Längst ist Coop erfolgreicher unterwegs als Rivalin Migros. So setzten die Basler mit 30,7 Milliarden Franken nicht nur mehr um als Migros mit 28,4 Milliarden. Coop wuchs mit 5 Prozent deutlich stärker als Migros (1,3 Prozent) und ist zudem profitabler unterwegs. Zwar ging bei Coop die Ebit-Marge zum Vorjahr um 0,3 Prozenpunkte zurück auf 2,6 Prozent. Dennoch ist sie höher als jene der Migros (2,3 Prozent).

Rückläufig sind ebenfalls die Gewinne. Doch auch hier liegt Coop vorne: 2018 blieben unter dem Strich 473 Millionen Franken. Bei Migros ging er 2018 um 5,5 Prozent zurück auf 475 Millionen Franken. Zwar ist der Gewinn leicht höher, allerdings auch dank der Migros-Bank. Bei Coop ist der Gewinn stärker vom Kerngeschäft getrieben.

Cumulus-Punkte: 0
Superpunkte: 1

2. Digitalisierung

Der Online-Handel ist der grösste Wachstumsmotor. Kein anderer Bereich ist für die beiden Tanker derart entscheidend für die Zukunft. Was den Umsatz anbelangt hat, Coop die Nase vorn: Der Basler Detailhändler kommt 2018 auf 2,3 Milliarden Franken, Migros auf 2,139 Milliarden. Dennoch ist Migros digital besser aufgestellt.

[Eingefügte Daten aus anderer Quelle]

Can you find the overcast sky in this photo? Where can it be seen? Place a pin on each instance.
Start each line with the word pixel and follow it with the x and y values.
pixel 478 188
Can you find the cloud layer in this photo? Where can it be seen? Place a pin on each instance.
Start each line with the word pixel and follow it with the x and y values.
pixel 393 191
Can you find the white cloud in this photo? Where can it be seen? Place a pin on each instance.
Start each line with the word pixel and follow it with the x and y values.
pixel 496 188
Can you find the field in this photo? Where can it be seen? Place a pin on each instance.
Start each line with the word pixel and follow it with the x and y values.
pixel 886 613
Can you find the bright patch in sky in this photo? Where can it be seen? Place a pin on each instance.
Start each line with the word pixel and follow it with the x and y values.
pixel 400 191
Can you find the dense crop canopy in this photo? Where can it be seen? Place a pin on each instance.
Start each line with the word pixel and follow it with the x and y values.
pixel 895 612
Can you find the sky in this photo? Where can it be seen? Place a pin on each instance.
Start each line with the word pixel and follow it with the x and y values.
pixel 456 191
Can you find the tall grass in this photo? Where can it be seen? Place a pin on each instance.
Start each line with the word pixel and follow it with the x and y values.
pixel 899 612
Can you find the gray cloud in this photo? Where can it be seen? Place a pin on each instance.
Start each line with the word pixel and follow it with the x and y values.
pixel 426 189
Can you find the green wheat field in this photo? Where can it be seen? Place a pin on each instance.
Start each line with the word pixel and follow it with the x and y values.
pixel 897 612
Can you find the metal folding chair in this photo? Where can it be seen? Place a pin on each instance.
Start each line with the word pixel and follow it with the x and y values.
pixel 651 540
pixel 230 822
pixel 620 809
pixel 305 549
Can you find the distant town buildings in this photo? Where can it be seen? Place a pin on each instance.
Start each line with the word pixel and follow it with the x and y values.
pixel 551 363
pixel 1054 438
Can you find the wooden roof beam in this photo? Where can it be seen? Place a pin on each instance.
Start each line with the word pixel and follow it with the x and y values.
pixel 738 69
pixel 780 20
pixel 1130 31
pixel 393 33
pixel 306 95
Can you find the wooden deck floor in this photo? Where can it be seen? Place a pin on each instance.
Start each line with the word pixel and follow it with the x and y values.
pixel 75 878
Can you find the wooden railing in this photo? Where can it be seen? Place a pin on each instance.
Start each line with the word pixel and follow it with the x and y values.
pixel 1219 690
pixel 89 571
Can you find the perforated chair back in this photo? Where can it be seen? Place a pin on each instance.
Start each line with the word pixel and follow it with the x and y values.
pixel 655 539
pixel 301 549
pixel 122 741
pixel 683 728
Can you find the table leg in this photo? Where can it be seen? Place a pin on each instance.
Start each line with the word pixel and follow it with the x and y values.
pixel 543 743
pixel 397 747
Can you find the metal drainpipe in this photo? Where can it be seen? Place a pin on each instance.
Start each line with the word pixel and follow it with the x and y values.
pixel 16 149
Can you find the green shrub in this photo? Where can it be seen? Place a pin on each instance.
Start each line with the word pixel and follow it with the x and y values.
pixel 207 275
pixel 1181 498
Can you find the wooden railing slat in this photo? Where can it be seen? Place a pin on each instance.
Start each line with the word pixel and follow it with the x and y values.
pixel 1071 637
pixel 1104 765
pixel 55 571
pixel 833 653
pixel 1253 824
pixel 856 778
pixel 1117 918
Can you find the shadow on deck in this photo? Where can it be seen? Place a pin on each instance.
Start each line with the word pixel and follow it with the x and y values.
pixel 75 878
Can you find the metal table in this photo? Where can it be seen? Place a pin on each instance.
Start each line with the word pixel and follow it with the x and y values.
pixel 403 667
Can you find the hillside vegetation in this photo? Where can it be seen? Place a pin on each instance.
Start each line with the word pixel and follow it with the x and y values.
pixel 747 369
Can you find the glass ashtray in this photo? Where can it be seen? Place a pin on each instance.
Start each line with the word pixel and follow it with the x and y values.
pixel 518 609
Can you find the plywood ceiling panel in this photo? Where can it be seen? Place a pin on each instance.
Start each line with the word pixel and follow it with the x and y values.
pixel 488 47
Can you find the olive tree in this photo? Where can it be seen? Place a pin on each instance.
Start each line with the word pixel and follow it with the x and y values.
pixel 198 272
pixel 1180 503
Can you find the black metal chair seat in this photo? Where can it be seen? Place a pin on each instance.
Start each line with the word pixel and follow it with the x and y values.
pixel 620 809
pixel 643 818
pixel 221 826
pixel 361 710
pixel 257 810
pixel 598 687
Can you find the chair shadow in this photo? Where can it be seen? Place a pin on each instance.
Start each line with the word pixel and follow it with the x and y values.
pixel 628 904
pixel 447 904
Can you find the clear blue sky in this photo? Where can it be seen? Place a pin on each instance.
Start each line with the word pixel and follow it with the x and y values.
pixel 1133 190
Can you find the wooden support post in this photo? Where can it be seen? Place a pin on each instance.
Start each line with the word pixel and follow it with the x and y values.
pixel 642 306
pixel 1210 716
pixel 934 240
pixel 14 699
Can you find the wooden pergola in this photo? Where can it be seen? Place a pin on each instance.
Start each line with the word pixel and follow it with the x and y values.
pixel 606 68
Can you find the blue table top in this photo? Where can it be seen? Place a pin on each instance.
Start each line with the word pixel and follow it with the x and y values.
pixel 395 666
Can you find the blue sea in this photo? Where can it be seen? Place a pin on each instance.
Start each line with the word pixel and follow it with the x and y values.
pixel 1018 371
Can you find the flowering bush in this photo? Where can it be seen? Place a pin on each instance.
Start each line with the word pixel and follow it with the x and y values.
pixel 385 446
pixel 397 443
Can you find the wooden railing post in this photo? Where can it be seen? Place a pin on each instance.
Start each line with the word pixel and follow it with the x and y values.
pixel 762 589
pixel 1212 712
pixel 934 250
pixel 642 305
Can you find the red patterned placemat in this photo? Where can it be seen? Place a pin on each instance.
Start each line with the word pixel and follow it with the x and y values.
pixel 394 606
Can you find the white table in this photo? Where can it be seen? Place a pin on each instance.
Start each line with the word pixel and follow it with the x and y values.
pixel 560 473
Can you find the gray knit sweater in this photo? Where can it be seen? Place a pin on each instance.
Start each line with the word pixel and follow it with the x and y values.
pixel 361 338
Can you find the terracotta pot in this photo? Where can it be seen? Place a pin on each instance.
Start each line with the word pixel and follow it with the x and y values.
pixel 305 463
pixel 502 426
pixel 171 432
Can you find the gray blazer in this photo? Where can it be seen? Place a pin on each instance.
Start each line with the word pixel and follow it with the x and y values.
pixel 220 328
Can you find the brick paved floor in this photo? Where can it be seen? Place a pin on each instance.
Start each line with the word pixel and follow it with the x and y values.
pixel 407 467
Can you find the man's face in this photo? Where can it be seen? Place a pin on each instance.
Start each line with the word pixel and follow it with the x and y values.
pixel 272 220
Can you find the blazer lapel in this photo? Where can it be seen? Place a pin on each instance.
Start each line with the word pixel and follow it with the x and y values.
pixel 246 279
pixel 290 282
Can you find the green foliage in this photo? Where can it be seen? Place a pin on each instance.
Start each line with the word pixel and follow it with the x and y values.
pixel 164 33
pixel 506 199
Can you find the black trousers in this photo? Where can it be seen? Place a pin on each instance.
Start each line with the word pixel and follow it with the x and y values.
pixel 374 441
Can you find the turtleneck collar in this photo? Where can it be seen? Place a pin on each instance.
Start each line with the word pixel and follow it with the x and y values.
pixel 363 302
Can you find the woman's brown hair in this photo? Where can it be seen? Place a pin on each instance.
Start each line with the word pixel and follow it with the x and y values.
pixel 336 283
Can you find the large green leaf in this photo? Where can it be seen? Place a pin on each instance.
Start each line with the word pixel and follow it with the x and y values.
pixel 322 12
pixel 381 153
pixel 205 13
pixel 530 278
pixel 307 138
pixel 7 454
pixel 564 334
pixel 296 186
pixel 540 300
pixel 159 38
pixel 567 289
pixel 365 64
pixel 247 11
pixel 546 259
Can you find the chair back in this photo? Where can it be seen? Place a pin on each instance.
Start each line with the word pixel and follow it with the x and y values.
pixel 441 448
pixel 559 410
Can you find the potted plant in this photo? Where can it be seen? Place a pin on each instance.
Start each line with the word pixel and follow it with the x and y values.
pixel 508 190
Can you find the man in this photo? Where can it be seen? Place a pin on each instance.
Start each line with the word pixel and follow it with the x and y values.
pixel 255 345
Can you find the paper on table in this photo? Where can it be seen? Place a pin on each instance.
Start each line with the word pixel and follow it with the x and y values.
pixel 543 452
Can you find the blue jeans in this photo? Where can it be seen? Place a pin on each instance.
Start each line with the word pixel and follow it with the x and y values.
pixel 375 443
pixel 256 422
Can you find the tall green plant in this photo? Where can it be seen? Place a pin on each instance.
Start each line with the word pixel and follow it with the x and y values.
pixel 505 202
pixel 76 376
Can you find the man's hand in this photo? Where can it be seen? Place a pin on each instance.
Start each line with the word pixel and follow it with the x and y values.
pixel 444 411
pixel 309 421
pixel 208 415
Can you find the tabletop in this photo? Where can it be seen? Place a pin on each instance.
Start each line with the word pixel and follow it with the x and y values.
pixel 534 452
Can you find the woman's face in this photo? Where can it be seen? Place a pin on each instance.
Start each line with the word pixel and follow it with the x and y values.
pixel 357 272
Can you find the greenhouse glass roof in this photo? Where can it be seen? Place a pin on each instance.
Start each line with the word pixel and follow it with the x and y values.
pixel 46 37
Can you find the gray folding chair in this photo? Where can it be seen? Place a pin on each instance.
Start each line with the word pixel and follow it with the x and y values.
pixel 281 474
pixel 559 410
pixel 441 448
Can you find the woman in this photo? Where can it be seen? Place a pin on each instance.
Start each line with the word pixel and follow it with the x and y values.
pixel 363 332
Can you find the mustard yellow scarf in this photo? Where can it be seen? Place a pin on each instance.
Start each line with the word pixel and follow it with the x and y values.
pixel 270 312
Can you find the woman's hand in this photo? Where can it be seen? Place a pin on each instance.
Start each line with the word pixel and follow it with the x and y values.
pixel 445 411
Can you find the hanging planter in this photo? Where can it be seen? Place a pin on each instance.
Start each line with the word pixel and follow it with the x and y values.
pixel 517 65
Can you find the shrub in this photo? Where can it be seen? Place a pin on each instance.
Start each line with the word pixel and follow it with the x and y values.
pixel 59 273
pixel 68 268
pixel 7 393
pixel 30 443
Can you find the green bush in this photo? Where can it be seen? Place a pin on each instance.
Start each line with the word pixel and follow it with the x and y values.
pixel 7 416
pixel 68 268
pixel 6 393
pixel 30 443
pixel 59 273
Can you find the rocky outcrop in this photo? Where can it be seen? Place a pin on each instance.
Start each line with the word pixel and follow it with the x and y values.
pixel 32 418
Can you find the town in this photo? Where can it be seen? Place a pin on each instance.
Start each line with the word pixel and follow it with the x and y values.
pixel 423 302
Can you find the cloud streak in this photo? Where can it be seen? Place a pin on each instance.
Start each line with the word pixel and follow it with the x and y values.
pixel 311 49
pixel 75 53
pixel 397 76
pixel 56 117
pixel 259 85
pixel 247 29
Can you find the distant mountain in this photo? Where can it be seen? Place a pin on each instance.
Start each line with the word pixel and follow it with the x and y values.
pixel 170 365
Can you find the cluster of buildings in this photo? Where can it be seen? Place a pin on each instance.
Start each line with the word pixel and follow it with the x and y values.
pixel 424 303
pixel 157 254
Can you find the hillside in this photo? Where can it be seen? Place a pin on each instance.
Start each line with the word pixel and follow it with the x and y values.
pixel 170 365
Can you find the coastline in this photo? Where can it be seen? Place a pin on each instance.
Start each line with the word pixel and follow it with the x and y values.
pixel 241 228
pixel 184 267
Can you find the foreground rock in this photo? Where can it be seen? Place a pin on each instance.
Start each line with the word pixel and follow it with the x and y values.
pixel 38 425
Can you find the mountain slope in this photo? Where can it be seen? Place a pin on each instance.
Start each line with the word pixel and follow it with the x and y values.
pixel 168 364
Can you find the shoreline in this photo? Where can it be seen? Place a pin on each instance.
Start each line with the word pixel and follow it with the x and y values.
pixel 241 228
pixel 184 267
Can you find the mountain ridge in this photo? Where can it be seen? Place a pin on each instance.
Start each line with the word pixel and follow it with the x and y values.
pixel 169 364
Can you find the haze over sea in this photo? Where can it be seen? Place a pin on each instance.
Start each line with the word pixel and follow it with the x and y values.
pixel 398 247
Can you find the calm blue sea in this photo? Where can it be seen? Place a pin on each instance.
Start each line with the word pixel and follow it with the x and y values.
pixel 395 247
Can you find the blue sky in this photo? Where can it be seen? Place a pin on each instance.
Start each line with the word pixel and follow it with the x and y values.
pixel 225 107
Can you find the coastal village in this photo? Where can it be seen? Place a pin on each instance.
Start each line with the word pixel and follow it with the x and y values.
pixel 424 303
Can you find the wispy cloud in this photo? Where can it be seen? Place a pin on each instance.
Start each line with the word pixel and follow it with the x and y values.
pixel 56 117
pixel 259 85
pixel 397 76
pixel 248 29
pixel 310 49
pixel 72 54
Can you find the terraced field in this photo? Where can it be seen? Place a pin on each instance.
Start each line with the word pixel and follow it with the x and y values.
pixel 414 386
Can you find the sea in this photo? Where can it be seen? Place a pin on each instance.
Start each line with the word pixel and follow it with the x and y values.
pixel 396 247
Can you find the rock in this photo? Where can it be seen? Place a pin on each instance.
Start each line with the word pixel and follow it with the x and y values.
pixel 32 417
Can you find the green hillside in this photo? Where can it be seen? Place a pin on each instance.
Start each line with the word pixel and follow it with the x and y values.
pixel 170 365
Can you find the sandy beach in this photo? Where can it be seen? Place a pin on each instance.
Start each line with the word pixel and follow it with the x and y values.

Denn: Coop erzielt mit 1,5 Milliarden Franken mehr als die Hälfte des Online-Umsatzes dank dem Grosshandelsgeschäft. Dass Hotels, Restaurants, Heime und Spitäler ihre Waren mehr und mehr über den digitalen Kanal von Transgourmet bestellen, ist kaum verwunderlich. Doch im Online-Detailhandel setzt Migros fast dreimal mehr um als Coop. Und nach der Siroop-Pleite hat Coop der Dominanz von Digitec Galaxus kaum noch etwas entgegenzusetzen. Migros ist mit Galaxus so erfolgreich unterwegs, dass die Tochter nun nach Deutschland expandiert.

Der orange Riese wagt sich auch anderweitig in der Digitalwelt vor. Migros Aare etwa setzt neu auf Big Data und nutzt im neuen Online-Shop von «My Migros» Cumulus-Daten zur Darstellung eines personalisierten Sortiments. Zudem arbeitet die Genossenschaft derzeit an einer kassenlosen Voi-Filiale. Jüngst wurde ebenfalls bekannt, dass M-Industries für Amazon Eigenmarken produziert. «Amazon ist ein wachsender Verkaufskanal. Durch die Zusammenarbeit lernen wir diesen besser kennen», sagte M-Industries-Chef Chef Walter Huber zur «Handelszeitung».

Dass der Tanker Migros durchaus ein Digitalturbo sein kann, zeigt sich auch im Social-Media-Vergleich. Auf allen wichtigen Kanälen hat die Migros deutlich mehr Follower: auf Facebook sind es 360’400, bei Twitter 115’450 und bei Instagram 74’000. Coop hingegen kommt bei Facebook nur auf 83’000, bei Twitter auf 20’000 und bei Instagram auf 27’900 Follower.

Cumulus-Punkte: 1
Superpunkte: 0

3. Megatrends

Demografische Entwicklung und Gesundheit sind zwei der bestimmenden Megatrends der nächsten Jahre, weltweit und natürlich auch in der Schweiz. Beide, Coop wie Migros, haben dies erkannt und sind auf diesen Feldern aktiv.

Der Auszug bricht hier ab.